Indi is the fifth studio album by the Italian singer-songwriter Gazzelle, released on 24 January 2025 by the labels Maciste Dischi and Warner Italy.

The album contains the song Tutto qui, with which the singer-songwriter competed at the Sanremo Music Festival 2024, finishing in eleventh place at the end of the event.

==Background and description==
In January 2025, mysterious black and white posters with the words "L'Indi è morto" appeared in the cities of Rome and Milan, arousing curiosity among fans and music enthusiasts. A few days later, Gazzelle revealed that these posters were part of the promotional campaign for his fifth studio album, entitled Indi. The official announcement took place via the artist's social channels, accompanied by a video inspired by the film Forrest Gump, in which Gazzelle, playing the protagonist, announced the release date of the new album.

The album consists of eleven tracks that range from unreleased songs written by the singer-songwriter himself with the collaboration of authors and producers, including Federico Nardelli. The project is available in various formats, including standard CD, audio cassette, standard vinyl, picture vinyl and autographed editions.

==Cover==
The album cover depicts an ant, a symbol chosen to represent the solidity of Gazzelle's artistic path and the power of music in its simplicity.

==Promotion==
===Singles===
The lead single from the album, Tutto qui, was released on 7 February 2024 in conjunction with Gazzelle's participation in the 74th Sanremo Festival. On 24 May 2024, Mezzo secondo was released as the second single from the album. On 29 November 2024, Come il pane was released as the third single from the album. The fourth single from the album, Noi no, was released on 3 January 2025. The fifth single from the album was Da capo a 12, released on 14 March 2025.
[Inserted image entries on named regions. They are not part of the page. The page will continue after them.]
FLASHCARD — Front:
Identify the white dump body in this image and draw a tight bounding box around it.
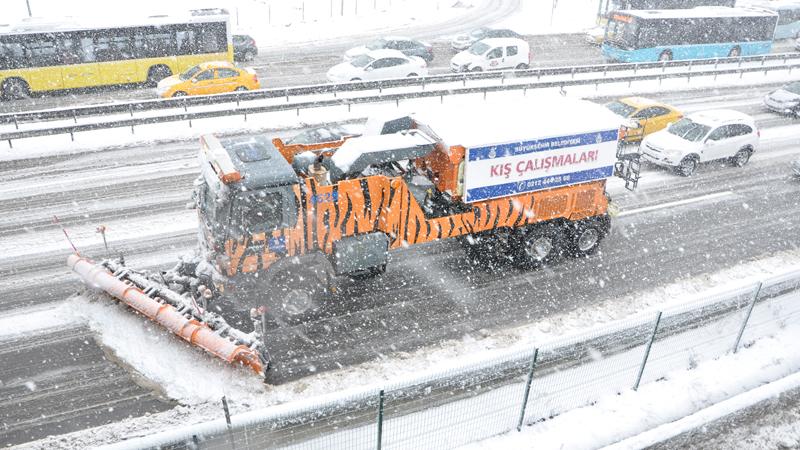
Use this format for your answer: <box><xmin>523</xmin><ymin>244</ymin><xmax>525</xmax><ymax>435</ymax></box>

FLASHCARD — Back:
<box><xmin>414</xmin><ymin>97</ymin><xmax>621</xmax><ymax>203</ymax></box>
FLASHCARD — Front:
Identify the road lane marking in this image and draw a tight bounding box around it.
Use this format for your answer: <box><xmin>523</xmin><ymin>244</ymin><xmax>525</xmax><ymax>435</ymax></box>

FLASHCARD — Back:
<box><xmin>617</xmin><ymin>191</ymin><xmax>733</xmax><ymax>217</ymax></box>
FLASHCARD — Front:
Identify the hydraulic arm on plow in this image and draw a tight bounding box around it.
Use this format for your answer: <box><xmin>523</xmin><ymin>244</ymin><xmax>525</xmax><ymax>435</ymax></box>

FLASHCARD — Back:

On 9 May 2025, Stupido was released as the lead single from the digital re-release of the album.

===Tour===
To promote the album, the Gazzelle announced two stadium concerts: on 7 June 2025 at the Circo Massimo in Rome and on 22 June, at the San Siro Stadium in Milan.

== Track listing ==

- Bonus track on the digital re-release

| No. | Title | Length |
|---|---|---|
| 1. | "Piango anche io" | 3:09 |
| 2. | "Grattacieli meteoriti gli angeli" | 3:24 |
| 3. | "Noi no" | 3:16 |
| 4. | "Stammi bene" | 3:35 |
| 5. | "Come il pane" | 3:52 |
| 6. | "Da capo a 12" | 3:34 |
| 7. | "Foglie" | 2:20 |
| 8. | "Il mio amico si sposa" | 1:56 |
| 9. | "Tutto qui" | 3:31 |
| 10. | "Mezzo secondo" | 3:26 |
| 11. | "Non lo sapevo" | 3:28 |

| No. | Title | Length |
|---|---|---|
| 12. | "Stupido" | 3:10 |

==Charts==

Chart performance for Indi
| Chart (2025) | Peak position |
|---|---|
| Italian Albums (FIMI) | 3 |

==Certifications==

Certifications for Indi
| Region | Certification | Certified units/sales |
| Italy (FIMI) | Gold | 25,000^{‡} |
^{‡} Sales+streaming figures based on certification alone.